Chronic Use of Painkillers
Nonprescription analgesic drugs, sometimes called nonsteroidal anti-inflammatory drugs (NSAIDs), sold singly or in combinations, have the potential to cause kidney failure, when taken long term. Examples are Advil, Aleve, Alka-Seltzer, aspirin, BC Powder, Ecotrin, Excedrin, ibuprofen, Motrin, Tylenol, Vanquish, and many others. Combination drugs seem to be especially dangerous. NSAIDs are probably the most widely used drugs in the United States, but no one knows for sure how many patients with chronic kidney failure got there because of these drugs. If you must take medication for chronic pain, don't take it for more than a few days at a time.
Anyone taking these drugs for more than a week at a time should check their urine for protein at least once a month as described in Chapter 3. If there is protein in your urine, stop the drugs immediately and check again after a week or two. If protein persists, see your doctor. There is a group of patients whose renal disease is clearly caused by nonsteroidal inflammatory drugs. Analgesic abuse of this kind is much more common outside the United States (particularly in Switzerland and Australia). It follows years of near-daily ingestion of analgesics, usually two or more. Withdrawal of analgesics may reverse this kind of renal failure, but usually not if the failure is more advanced.
Lithium is widely used for the treatment of bipolar disorder. When it damages the kidneys (which it can do if the level of lithium in the blood gets too high), urine flow increases (sometimes to over a gallon a day). Protein may not appear in the urine at the early stages. Blood creatinine concentration will rise. Alternative medications, such as valproic acid, are available for the treatment of bipolar disorder, but may damage the liver.
Dieter Bacchus was an employee of city government. He developed bipolar disorder at the age of 21 and was started on lithium at age 24. His lithium and creatinine levels were checked regularly. By age 35, his serum creatinine concentration was noted as above normal, 1.8 mg per dl (normal is less than 1.5 mg per dl). By age 40, two glomerular filtration rate (GFR) determinations were 5.2 and 9.0 ml per min (normal is more than 100 ml per min). His lithium dosage was finally reduced, and by 1989 his GFR increased to 41.5 ml per min. He had no symptoms except that he had noted huge urinary volumes (8 liters a day) and also increased thirst. Urinalysis was negative.
He replaced lithium with valproate, which successfully controlled his manic episodes, but excessive water intake and large urinary volumes (6 to 8 liters daily) persisted. I advised him to start hydrochlorothiazde, a diuretic drug that, paradoxically, acts like antidiuretic hormone (weakly) and therefore reduces urine volume when the urine is very dilute, despite increasing salt excretion. He was not otherwise treated. Daily urine output decreased somewhat (to 4 to 6 liters per day).
Kidney function remained constant for five years. Then it began to decline, for unknown reasons, in association with an increase in average urinary protein excretion from 438 mg per day to 2,545 mg per day. Eventually his GFR fell to19.6 ml per min, and he was started on keto-conazole plus low-dose prednisone (see Chapter 16). A year later GFR was unchanged, indicating that the decline in GFR has been arrested. He has so far declined to follow a low-protein diet.

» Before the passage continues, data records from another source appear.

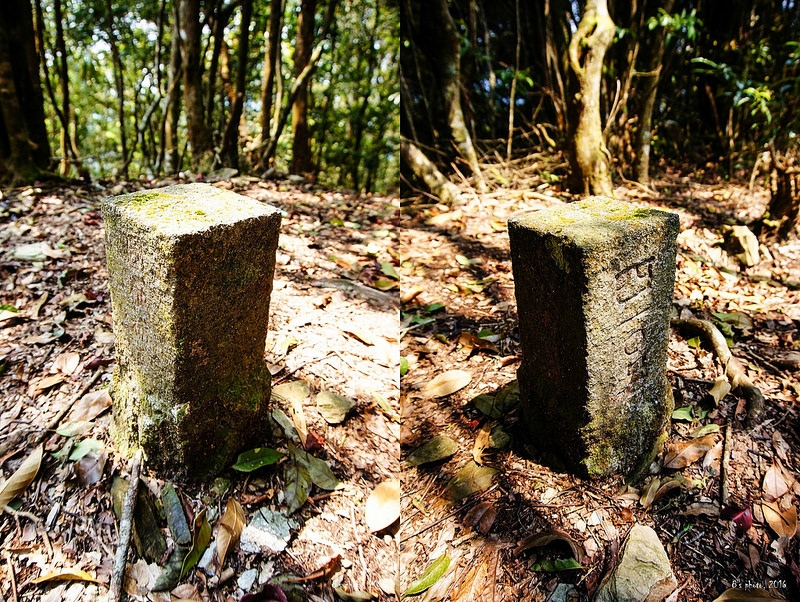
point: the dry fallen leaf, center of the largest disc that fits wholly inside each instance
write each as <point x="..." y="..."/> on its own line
<point x="482" y="441"/>
<point x="22" y="477"/>
<point x="383" y="505"/>
<point x="447" y="383"/>
<point x="230" y="528"/>
<point x="682" y="454"/>
<point x="783" y="522"/>
<point x="774" y="486"/>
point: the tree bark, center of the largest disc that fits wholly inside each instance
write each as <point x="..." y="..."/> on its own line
<point x="590" y="157"/>
<point x="172" y="112"/>
<point x="301" y="144"/>
<point x="449" y="69"/>
<point x="283" y="110"/>
<point x="199" y="133"/>
<point x="271" y="57"/>
<point x="230" y="141"/>
<point x="426" y="171"/>
<point x="649" y="87"/>
<point x="24" y="147"/>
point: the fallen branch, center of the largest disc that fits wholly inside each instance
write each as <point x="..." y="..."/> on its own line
<point x="754" y="399"/>
<point x="125" y="525"/>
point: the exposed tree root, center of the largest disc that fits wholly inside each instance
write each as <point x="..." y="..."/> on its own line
<point x="740" y="383"/>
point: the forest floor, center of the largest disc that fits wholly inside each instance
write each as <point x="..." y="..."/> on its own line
<point x="333" y="328"/>
<point x="509" y="525"/>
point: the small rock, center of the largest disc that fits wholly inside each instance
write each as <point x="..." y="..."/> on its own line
<point x="247" y="579"/>
<point x="643" y="573"/>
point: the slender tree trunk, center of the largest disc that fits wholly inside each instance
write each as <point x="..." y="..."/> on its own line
<point x="172" y="111"/>
<point x="649" y="87"/>
<point x="590" y="157"/>
<point x="24" y="148"/>
<point x="301" y="80"/>
<point x="271" y="57"/>
<point x="358" y="123"/>
<point x="119" y="85"/>
<point x="448" y="64"/>
<point x="199" y="133"/>
<point x="301" y="142"/>
<point x="63" y="74"/>
<point x="427" y="171"/>
<point x="230" y="141"/>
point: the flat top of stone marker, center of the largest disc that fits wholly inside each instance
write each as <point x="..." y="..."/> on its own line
<point x="187" y="208"/>
<point x="595" y="220"/>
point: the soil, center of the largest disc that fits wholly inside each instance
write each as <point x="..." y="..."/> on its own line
<point x="505" y="541"/>
<point x="333" y="324"/>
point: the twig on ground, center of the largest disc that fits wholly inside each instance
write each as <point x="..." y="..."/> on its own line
<point x="125" y="525"/>
<point x="725" y="467"/>
<point x="754" y="399"/>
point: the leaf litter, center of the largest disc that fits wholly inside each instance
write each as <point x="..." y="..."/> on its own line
<point x="707" y="537"/>
<point x="56" y="358"/>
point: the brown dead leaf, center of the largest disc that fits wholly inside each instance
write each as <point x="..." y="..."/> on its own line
<point x="783" y="522"/>
<point x="482" y="441"/>
<point x="90" y="406"/>
<point x="230" y="528"/>
<point x="446" y="383"/>
<point x="22" y="477"/>
<point x="67" y="363"/>
<point x="383" y="505"/>
<point x="481" y="517"/>
<point x="538" y="540"/>
<point x="682" y="454"/>
<point x="774" y="486"/>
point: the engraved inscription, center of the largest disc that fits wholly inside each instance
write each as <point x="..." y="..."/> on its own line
<point x="634" y="280"/>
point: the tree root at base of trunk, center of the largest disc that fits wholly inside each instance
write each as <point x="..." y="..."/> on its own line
<point x="740" y="383"/>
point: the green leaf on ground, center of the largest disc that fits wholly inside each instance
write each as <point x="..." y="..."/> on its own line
<point x="438" y="448"/>
<point x="429" y="576"/>
<point x="256" y="458"/>
<point x="469" y="480"/>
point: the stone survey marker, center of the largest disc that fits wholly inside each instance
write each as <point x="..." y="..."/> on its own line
<point x="190" y="272"/>
<point x="594" y="283"/>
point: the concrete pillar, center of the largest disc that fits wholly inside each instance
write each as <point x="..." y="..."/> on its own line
<point x="594" y="284"/>
<point x="190" y="272"/>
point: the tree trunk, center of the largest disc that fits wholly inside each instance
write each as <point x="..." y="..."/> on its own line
<point x="199" y="133"/>
<point x="230" y="141"/>
<point x="449" y="68"/>
<point x="649" y="87"/>
<point x="590" y="157"/>
<point x="426" y="171"/>
<point x="172" y="112"/>
<point x="272" y="56"/>
<point x="301" y="80"/>
<point x="24" y="147"/>
<point x="301" y="145"/>
<point x="119" y="85"/>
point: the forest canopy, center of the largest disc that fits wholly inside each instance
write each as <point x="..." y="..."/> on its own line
<point x="102" y="89"/>
<point x="708" y="84"/>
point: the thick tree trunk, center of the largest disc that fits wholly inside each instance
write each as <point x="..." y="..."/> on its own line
<point x="230" y="141"/>
<point x="199" y="133"/>
<point x="649" y="87"/>
<point x="449" y="69"/>
<point x="590" y="157"/>
<point x="301" y="144"/>
<point x="24" y="147"/>
<point x="271" y="57"/>
<point x="426" y="171"/>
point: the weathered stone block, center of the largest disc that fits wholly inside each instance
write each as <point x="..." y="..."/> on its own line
<point x="190" y="272"/>
<point x="594" y="283"/>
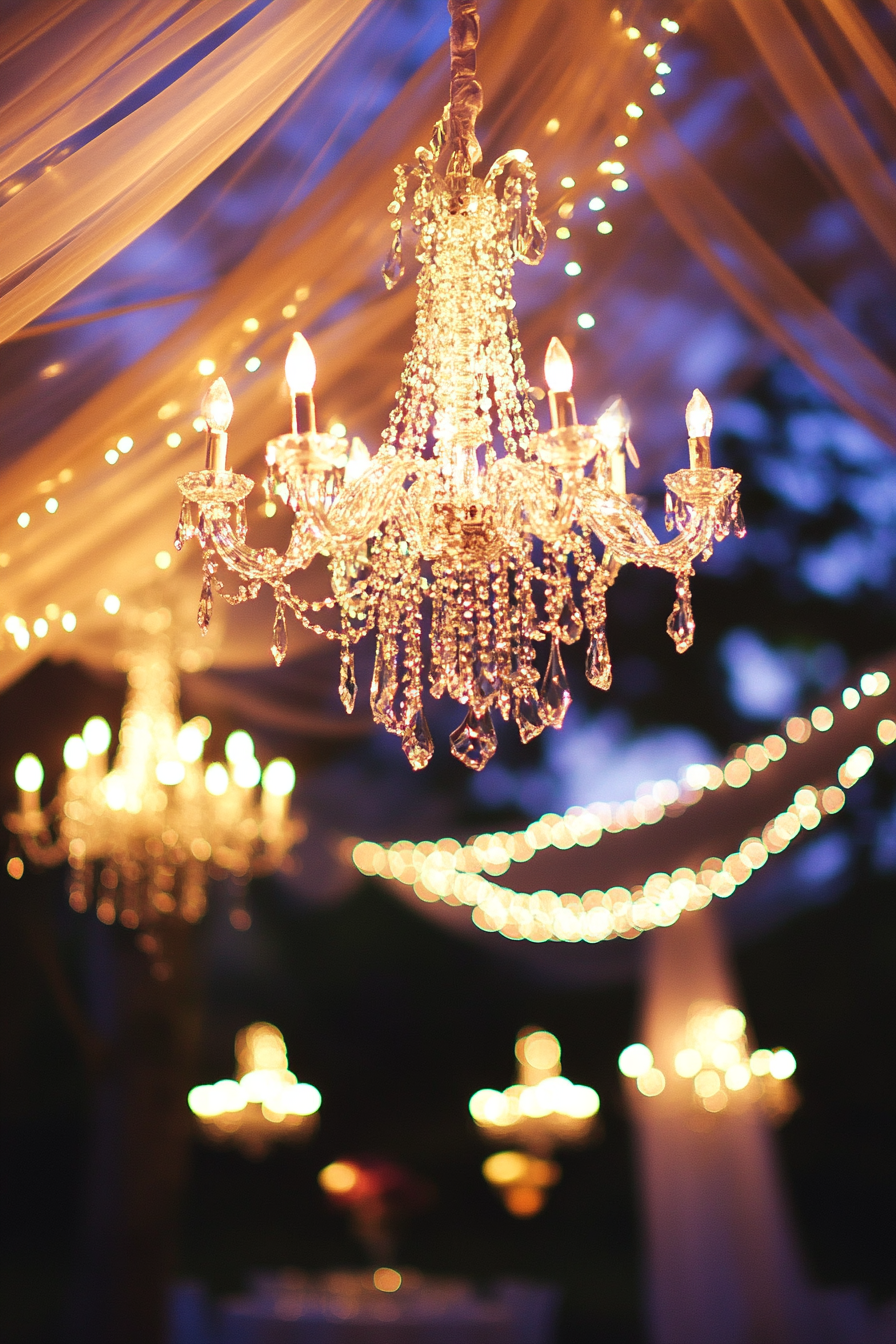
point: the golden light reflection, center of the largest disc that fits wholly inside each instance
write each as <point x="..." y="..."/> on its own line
<point x="457" y="874"/>
<point x="265" y="1102"/>
<point x="715" y="1070"/>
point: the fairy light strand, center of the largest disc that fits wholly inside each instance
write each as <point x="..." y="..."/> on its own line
<point x="456" y="874"/>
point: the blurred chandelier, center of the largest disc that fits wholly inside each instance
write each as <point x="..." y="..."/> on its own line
<point x="466" y="504"/>
<point x="263" y="1104"/>
<point x="145" y="835"/>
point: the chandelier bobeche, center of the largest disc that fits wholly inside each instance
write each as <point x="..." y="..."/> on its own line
<point x="466" y="507"/>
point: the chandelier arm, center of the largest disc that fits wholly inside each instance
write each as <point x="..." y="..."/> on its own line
<point x="265" y="566"/>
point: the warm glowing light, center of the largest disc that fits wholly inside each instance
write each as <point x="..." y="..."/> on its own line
<point x="699" y="415"/>
<point x="634" y="1061"/>
<point x="339" y="1178"/>
<point x="246" y="773"/>
<point x="97" y="735"/>
<point x="191" y="743"/>
<point x="28" y="773"/>
<point x="782" y="1065"/>
<point x="301" y="370"/>
<point x="216" y="406"/>
<point x="652" y="1082"/>
<point x="688" y="1063"/>
<point x="75" y="754"/>
<point x="558" y="367"/>
<point x="216" y="778"/>
<point x="613" y="425"/>
<point x="171" y="772"/>
<point x="239" y="746"/>
<point x="278" y="778"/>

Dieter's story shows how excessive lithium administration can lead to kidney disease: At first his kidney function remained stable despite lithium, but eventually it has begun to decline. Switching to valproic acid from lithium stopped the kidney damage for a time. Starting ketocona-zole may have been a good move as far as the downhill course of his kidney failure is concerned. (See Chapter 16.)
When the outflow of urine from the body is partially obstructed, either as the urine flows from the kidneys to the bladder or out from the bladder via the urethra, back pressure may build up in the kidneys. This back pressure may distort the shape of the kidneys and diminish their function. This condition is called hydronephrosis. In some cases, complete urinary tract obstruction can develop and acute renal failure may occur. More commonly renal failure is only partial. By far the most common cause of urinary tract obstruction is enlargement of the prostate in men, but there are many other causes in women as well. When the obstruction is relieved, in most cases the kidneys have an amazing ability to recover from this damage, but the obstruction must first be recognized. A sono-gram of the kidneys and bladder will quickly reveal any obstruction. Surgery may be needed to relieve the obstruction. Urologists treat this type of kidney failure.
Another urological problem arises in people whose childhood medical history includes difficulties with urinary drainage, especially reflux of urine from the bladder up the ureters into the kidneys during voiding. The multiple corrective operations that are needed may cause kidney failure. Mostly these patients are males. They may start to show signs of kidney disease in their 20s or earlier. It is best detected by measuring creatinine in the blood. Eventually they may progress to end-stage kidney failure.